Pressionado por um funcionário mais novo para mo entregar, o senhor saca do telemóvel e diz que está a ligar para a GNR. "Para a GNR?", pergunto, algo aturdido. "Sim, quero que estejam cá a vê-lo preencher a reclamação". Não só por respeito aos GNR, que terão, certamente, muito mais que fazer, como ainda a mim mesmo e aos consumidores em geral, comecei a ferver. Claro que a GNR tinha mais que fazer, ainda que o funcionário tenha decidido justificar-se com uma historinha de embalar bebés pequeninos de que quando se preenche uma reclamação deve estar presente a GNR.
Desligado o telemóvel, o esforçado senhor muda de atitude e começa a desculpar-se, dizendo que tenho razão e por aí fora, mas que tenho que compreender e que estão ali há muito tempo e etc. e tal.

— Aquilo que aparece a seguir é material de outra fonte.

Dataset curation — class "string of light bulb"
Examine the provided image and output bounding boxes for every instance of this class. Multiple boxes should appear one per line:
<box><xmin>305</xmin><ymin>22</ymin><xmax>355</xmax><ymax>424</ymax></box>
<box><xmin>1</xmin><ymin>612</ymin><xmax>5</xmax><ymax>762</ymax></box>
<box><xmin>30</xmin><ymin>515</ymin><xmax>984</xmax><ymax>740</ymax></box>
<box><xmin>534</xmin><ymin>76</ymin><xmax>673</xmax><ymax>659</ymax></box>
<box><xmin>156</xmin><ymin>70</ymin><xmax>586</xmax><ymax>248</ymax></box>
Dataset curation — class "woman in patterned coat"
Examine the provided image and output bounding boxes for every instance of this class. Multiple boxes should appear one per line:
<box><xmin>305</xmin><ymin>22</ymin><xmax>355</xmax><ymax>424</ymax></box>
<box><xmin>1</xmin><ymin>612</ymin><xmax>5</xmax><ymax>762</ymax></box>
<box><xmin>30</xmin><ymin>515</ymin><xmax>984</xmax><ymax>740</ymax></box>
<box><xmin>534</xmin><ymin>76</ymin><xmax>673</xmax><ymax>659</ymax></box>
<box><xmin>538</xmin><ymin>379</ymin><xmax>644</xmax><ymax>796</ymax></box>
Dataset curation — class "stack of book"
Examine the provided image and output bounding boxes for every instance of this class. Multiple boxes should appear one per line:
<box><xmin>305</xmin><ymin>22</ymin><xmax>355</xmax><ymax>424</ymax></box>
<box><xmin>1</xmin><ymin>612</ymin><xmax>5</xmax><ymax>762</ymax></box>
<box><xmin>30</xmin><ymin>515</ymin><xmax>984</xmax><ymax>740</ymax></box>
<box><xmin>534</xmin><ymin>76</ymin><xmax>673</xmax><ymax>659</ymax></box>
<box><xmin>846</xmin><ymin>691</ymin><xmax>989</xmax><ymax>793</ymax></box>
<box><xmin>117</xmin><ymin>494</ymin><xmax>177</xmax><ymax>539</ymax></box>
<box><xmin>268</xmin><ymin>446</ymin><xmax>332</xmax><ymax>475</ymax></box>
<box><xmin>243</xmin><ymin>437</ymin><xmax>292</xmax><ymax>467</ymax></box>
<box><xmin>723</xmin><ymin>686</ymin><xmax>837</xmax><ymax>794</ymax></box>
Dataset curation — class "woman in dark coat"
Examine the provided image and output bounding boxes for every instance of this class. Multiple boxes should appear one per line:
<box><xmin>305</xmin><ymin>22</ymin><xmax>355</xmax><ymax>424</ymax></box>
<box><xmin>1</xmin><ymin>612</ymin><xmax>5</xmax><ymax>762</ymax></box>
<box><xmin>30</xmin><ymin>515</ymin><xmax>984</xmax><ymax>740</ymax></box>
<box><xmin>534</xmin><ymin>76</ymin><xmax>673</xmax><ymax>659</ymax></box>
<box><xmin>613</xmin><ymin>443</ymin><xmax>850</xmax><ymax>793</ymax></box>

Pelo meio, mete-se uma popular, a qual, com ar de comiseração, fixando-me bem nos olhos, me ensina que se trata de um dia diferente e que tenho obrigação de compreender.
"Sabe, o livro de reclamações é um direito legalmente garantido a qualquer cidadão e isso da GNR é um disparate", dou-me ao trabalho de explicar ao senhor. Que sim, que pois, que tenho razão, que tenho que compreender. "Bom, no meu trabalho, se faço alguma coisa muito mal, posso ter que enfrentar problemas sérios", digo. "Sim, sim, mas o senhor trabalha oito horas por dia...", justifica-se.
Como se fazia tarde e precisava mesmo de comprar as flores e despachar-me dali para fora, acabei por comprar o ramo e não preencher livro de reclamações nenhum. De certo modo, fiz mal. Porque contribuí para o prolongar de situações e atitudes absolutamente negativas.
Não tenho que desculpar nem tenho que compreender. Vocês também não. A atitude é moralmente errada, comercialmente idiota e perfeitamente ilegal. Moralizar a sociedade não é proibir o fumo em todo o lado. Moralizar a sociedade não é telefonar anonimanente para a polícia quando alguém faz uma festinha de amigos uma vez no ano. Moralizar a sociedade não é arruinar classes inteiras por conveniência egoísta, incapacidade de desempenhar o seu próprio papel e inveja pura. Moralizar a sociedade é muito mais do que isso e passa por as pessoas não tomarem sistematicamente o partido de quem infringe a lei, recomendando compreensão para o crime e lastimando quem entende que algo está bastante errado.
Fui embora sem preencher o livro. Mas não me quero ir embora sem vos deixar, aos consumidores e à Inspecção das Actividades Económicas, este nome: Artezé. Na Maia. E certamente que haverá mais Artezés por esse país fora...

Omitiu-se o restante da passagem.